Setelah itu, Jiang Lan berhenti memikirkannya. Ketika ia selesai mempelajari Kekuatan Sembilan Banteng, ia akan mengetahui detailnya.
Namun, terlihat bahwa setelah tidak masuk selama sepuluh tahun, ia mampu mendapatkan sesuatu yang baik.
Namun, hal-hal seperti Pil Penciptaan memang sulit didapatkan.
Jiang Lan menggelengkan kepalanya dan memfokuskan pikirannya.
Ia tidak terburu-buru untuk maju sekarang. Kultivasi tidak selalu berarti seseorang harus meningkatkan tingkat kultivasinya.
Mengenali alamnya saat ini dan memperkuat mantra dan tekniknya juga merupakan bagian dari kultivasi.
Semuanya sama pentingnya.
Dia harus tinggal di Alam Pemurnian Void untuk waktu yang sangat lama, jadi dia harus membiasakan diri dengan basis kultivasi ini agar dia dapat melepaskan teknik mantra terkuatnya.
Ini adalah satu-satunya cara untuk menghadapi perubahan mendadak.
Bahkan jika tidak ada keadaan yang tidak terduga, dia harus siap menghadapinya.
Bahaya tidak akan menunggu siapa pun.
Bahaya juga tidak akan memberinya waktu untuk bereaksi ketika datang.
Saat ini, hal terpenting yang harus dilakukan adalah menguasai Kekuatan Sembilan Banteng.
Setelah maju ke Alam Pemurnian Void, Kekuatan Sembilan Banteng seharusnya dapat dengan mudah meningkat dari kekuatan tujuh banteng menjadi kekuatan delapan banteng.
Dia juga dapat mencoba mencapai langkah kesembilan dari langkah kedelapan untuk Sembilan Langkah Perjalanan Surgawinya.
Dia juga harus membiasakan diri dengan mantra, teknik, dan artefak lainnya.

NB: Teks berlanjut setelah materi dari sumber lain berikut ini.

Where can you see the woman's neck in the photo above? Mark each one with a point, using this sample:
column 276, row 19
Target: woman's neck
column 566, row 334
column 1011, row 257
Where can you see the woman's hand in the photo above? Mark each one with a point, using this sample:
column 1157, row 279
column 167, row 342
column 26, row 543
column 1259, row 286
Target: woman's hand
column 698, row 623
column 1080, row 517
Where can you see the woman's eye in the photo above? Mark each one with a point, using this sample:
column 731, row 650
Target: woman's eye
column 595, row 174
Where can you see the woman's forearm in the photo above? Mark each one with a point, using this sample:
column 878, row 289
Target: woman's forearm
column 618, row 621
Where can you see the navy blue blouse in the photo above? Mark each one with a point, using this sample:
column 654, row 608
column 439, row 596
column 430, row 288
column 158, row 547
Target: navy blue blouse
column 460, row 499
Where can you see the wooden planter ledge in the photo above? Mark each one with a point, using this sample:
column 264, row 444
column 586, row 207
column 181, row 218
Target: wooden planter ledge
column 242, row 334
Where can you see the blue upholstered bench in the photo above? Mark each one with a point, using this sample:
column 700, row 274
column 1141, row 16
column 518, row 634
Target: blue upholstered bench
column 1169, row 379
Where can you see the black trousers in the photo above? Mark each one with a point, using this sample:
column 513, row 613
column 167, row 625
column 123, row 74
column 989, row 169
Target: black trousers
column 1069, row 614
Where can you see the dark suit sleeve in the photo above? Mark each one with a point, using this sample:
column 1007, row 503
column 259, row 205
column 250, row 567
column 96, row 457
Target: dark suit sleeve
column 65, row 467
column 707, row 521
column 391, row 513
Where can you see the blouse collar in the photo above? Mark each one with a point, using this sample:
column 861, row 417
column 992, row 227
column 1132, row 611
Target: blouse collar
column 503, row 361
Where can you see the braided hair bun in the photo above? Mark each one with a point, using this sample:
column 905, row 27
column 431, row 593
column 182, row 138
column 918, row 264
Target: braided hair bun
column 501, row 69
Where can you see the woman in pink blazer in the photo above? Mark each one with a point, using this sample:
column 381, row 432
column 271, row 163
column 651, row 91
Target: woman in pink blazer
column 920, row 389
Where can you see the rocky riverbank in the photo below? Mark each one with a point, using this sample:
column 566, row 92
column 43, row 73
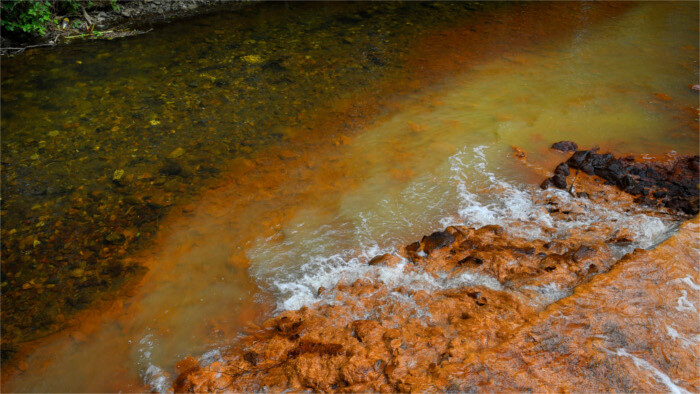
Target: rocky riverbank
column 104, row 19
column 580, row 310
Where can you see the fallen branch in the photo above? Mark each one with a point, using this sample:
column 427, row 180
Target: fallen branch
column 22, row 49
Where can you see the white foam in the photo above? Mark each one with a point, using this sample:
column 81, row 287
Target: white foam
column 296, row 268
column 684, row 305
column 152, row 375
column 685, row 342
column 657, row 374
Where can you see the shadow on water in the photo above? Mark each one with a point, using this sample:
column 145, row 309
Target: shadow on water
column 243, row 125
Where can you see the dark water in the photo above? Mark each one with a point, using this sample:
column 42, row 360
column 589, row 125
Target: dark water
column 102, row 139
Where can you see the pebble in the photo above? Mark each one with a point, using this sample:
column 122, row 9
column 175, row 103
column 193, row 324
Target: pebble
column 118, row 175
column 115, row 238
column 176, row 153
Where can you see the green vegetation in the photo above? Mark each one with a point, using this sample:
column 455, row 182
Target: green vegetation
column 25, row 16
column 36, row 18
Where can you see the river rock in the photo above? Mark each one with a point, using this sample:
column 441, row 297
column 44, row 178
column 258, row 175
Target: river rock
column 565, row 146
column 436, row 240
column 115, row 238
column 170, row 168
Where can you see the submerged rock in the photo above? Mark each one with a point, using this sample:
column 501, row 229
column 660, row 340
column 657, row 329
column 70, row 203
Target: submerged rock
column 565, row 146
column 671, row 182
column 476, row 318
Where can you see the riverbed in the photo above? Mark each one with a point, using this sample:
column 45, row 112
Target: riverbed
column 246, row 160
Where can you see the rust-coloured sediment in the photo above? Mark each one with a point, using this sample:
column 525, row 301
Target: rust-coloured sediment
column 618, row 330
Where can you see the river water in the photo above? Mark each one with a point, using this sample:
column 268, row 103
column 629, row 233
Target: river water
column 311, row 137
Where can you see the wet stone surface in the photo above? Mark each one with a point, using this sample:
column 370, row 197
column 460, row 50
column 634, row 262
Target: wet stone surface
column 100, row 140
column 499, row 318
column 671, row 183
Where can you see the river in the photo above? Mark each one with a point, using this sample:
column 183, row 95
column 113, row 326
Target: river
column 271, row 151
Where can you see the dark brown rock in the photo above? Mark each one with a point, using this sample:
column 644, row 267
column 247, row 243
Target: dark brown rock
column 436, row 240
column 565, row 146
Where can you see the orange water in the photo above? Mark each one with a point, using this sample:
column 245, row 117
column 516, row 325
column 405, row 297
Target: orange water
column 300, row 214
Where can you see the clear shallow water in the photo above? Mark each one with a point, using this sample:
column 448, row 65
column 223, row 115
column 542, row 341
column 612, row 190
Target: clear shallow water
column 436, row 157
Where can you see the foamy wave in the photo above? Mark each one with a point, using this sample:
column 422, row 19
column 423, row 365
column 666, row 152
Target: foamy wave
column 483, row 197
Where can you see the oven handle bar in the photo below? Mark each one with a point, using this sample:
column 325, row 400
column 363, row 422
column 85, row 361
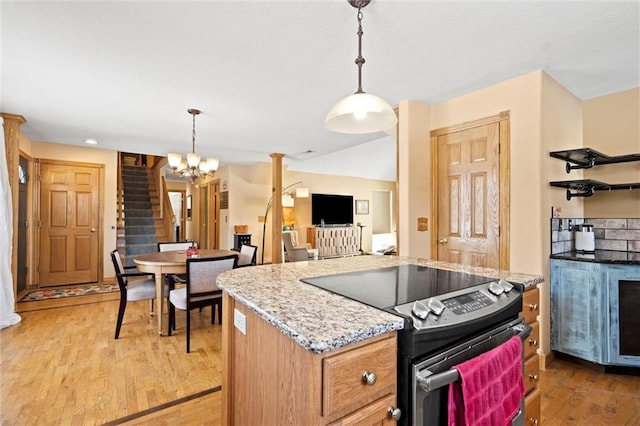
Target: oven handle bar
column 445, row 378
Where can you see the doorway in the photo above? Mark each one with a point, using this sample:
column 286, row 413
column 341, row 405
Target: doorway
column 23, row 223
column 470, row 193
column 179, row 212
column 70, row 235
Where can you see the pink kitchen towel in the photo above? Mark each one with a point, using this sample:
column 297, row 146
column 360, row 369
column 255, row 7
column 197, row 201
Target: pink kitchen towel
column 490, row 387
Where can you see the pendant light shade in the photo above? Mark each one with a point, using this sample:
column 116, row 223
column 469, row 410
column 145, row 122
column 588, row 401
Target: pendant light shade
column 361, row 113
column 192, row 168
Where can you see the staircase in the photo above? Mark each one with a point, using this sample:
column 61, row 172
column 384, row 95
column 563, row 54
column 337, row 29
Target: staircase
column 139, row 232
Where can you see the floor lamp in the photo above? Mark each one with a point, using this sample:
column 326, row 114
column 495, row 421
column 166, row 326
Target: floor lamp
column 300, row 193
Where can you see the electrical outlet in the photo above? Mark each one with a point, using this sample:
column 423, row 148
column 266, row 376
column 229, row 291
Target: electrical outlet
column 240, row 321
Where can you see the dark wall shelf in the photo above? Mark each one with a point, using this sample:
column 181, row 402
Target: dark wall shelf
column 585, row 158
column 587, row 187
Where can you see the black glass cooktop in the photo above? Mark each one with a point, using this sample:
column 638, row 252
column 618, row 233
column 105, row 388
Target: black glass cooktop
column 385, row 288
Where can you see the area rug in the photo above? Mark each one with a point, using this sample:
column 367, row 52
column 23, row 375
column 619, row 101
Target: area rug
column 68, row 292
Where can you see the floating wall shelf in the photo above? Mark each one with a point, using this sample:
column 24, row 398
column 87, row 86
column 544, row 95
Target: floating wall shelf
column 585, row 158
column 587, row 187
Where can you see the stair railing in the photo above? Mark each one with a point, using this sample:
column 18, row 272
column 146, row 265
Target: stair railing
column 120, row 194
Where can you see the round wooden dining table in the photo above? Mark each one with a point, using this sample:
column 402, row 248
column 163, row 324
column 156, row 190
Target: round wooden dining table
column 170, row 262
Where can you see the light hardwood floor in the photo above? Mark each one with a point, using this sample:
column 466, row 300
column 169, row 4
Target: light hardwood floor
column 61, row 366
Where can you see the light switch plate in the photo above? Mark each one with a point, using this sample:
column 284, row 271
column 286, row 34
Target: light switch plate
column 240, row 321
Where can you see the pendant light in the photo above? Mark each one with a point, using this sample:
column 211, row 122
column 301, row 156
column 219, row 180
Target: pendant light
column 192, row 168
column 360, row 112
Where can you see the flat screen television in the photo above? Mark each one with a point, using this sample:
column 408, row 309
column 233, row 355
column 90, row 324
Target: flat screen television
column 332, row 209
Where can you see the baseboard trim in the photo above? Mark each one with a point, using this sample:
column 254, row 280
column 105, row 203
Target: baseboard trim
column 161, row 407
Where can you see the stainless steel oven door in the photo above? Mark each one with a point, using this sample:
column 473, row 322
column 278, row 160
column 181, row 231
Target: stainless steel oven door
column 432, row 376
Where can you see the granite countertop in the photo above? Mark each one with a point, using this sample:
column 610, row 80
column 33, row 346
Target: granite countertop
column 601, row 256
column 321, row 321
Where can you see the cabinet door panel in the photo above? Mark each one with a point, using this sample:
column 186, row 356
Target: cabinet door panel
column 578, row 323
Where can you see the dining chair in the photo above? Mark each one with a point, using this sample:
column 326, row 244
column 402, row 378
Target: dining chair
column 201, row 289
column 174, row 279
column 294, row 252
column 248, row 254
column 132, row 290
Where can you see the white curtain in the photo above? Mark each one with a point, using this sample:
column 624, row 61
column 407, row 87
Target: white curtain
column 7, row 314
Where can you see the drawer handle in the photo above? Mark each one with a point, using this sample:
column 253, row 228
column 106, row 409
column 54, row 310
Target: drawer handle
column 394, row 413
column 369, row 378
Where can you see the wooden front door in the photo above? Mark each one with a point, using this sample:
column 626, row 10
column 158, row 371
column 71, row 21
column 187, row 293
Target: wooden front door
column 470, row 199
column 70, row 223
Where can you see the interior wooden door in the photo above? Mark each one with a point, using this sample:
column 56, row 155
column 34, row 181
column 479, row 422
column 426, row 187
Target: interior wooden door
column 70, row 224
column 469, row 202
column 203, row 197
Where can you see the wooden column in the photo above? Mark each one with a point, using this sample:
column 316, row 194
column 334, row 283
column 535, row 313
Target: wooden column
column 276, row 208
column 12, row 124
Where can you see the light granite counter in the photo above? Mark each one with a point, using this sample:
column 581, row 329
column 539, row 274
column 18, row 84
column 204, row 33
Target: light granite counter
column 319, row 320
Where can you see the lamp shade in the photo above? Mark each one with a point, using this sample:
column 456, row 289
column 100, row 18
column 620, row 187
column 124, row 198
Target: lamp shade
column 174, row 160
column 360, row 113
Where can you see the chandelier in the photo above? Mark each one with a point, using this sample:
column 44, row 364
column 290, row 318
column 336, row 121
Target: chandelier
column 360, row 112
column 192, row 168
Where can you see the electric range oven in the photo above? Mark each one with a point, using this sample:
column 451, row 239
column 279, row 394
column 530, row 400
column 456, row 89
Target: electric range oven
column 449, row 316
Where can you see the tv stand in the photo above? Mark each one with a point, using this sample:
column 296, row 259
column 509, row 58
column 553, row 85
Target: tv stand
column 334, row 241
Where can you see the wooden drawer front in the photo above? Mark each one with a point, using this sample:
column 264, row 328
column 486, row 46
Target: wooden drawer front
column 532, row 342
column 531, row 373
column 376, row 413
column 532, row 409
column 344, row 389
column 530, row 305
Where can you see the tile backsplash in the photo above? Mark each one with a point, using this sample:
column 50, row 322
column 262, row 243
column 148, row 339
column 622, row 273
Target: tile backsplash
column 610, row 234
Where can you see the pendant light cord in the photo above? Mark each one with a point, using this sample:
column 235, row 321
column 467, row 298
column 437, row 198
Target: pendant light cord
column 193, row 135
column 360, row 60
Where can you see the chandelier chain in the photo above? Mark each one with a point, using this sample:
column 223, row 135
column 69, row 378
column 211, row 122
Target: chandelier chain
column 360, row 60
column 193, row 135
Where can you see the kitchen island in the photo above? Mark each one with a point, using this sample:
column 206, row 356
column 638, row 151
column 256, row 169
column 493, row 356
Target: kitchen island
column 294, row 353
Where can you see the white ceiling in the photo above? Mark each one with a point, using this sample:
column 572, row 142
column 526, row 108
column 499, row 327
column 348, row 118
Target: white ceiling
column 265, row 73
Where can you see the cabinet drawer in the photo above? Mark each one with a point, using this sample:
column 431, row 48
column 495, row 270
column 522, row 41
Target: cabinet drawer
column 531, row 373
column 530, row 305
column 344, row 389
column 532, row 342
column 532, row 409
column 376, row 413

Jiang Lan menghabiskan tiga hari untuk membiasakan diri dengan Kekuatan Sembilan Banteng. Meskipun dia belum langsung memasuki kekuatan delapan banteng, kekuatan tujuh banteng sudah sangat kuat.
Dia merasa seperti bisa melawan tokoh-tokoh perkasa Pemurnian Void.
Ketika dia menguasai Kekuatan Sembilan Banteng, dia bertanya-tanya apakah dia akan mampu melawan makhluk abadi.
Mungkin tidak.
Dia hanya tidak tahu apakah dia bisa langsung mempelajari Kekuatan Sembilan Kesengsaraan.